A fundamental collapse of some kind is not hard to conceive.

*****
Maxwell Newton, “It’s time to confront the Welfare State,”
New York Post, August 12, 1980, p. 43.

The confusion within the Democratic Party, here and now, reflects painful adjustment as the nation faces a number of hard facts. Changing the President — as happened in 1976, 1974, and 1968 — may be part of the necessary adjustment. But the hard facts remain, President or no President.

This is how the Welfare State is working out in America today:

  • At the top of the list, as I noted last week, 60 million people on Social Security or Welfare of some kind are supported by 100 million people at work.
  • The cost of this vast handout system has only been made possible by the consumption of much of the nation’s capital. As each social class tried to get out of paying the bill for Handout America, so the inflation merry-go-round has continued.

As the cost of the Welfare State has escalated, the federal budget has gone into deficit — enormous deficit. In fiscal 1980 the deficit will be nearly $80 billion. Over and above that figure, there is the $135 billion “credit budget” — money the government can borrow and spend without congressional approval — which gives a wide open back door for a profligate Administration and Congress.
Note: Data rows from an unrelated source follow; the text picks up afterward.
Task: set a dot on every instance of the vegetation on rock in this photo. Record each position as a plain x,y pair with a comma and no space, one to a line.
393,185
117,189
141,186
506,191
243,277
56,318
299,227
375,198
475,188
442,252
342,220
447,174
Because of the ballooning of the demands for spending on social welfare and other handouts (such as preferential loan treatment for Chrysler, and handouts to the “synfuel” industry, to farmers and to home buyers, through preferential subsidised home credits) the federal government has to get more and more taxes.

Many millions of Americans, looking at this, refuse to pay taxes at all, or pay far less than their fair share! These are the self-employed and the small business people who operate partly or wholly in a “cash only” economy.

This in turn puts more of a burden on the ordinary wage- and salary-receiving citizens who have the taxes taken out of their pay. They are paying an increasing share of the costs of the Welfare State. They do not like it. They find their after-tax incomes, when adjusted for inflation, are static or even declining. So they demand higher money wages and threaten strike. When they get their money-wage increase, they find they pay a higher proportion in tax. And with prices going up all the time, they soon find that after adjusting for inflation they are back where they started, or even behind their starting point.

While all this is going on, industry is trying to modernize itself. But it finds inflation is eating out of its balance sheet. Inventories cost more to hold and the replacement price of equipment is soaring. At the same time, taxes are being paid on the inflated profits which do not take full account of those inventory and equipment replacement costs. So the nation’s investment in the future sags.

In an attempt to control inflation, the Federal Reserve puts clamps on credit. This compounds the problem. Production falls and because few workers are laid off, output per man falls and labor costs per unit of output rise.

And because labor costs per unit of output rise, inflation continues.

In the dying days of the Roman Empire, the Caesars gave the people “bread and circuses” to keep them quiet.

But sooner or later the process of living off “the government” will come to an end, if only because large numbers of people in the society will opt out of paying and the divisions within the society will become overt.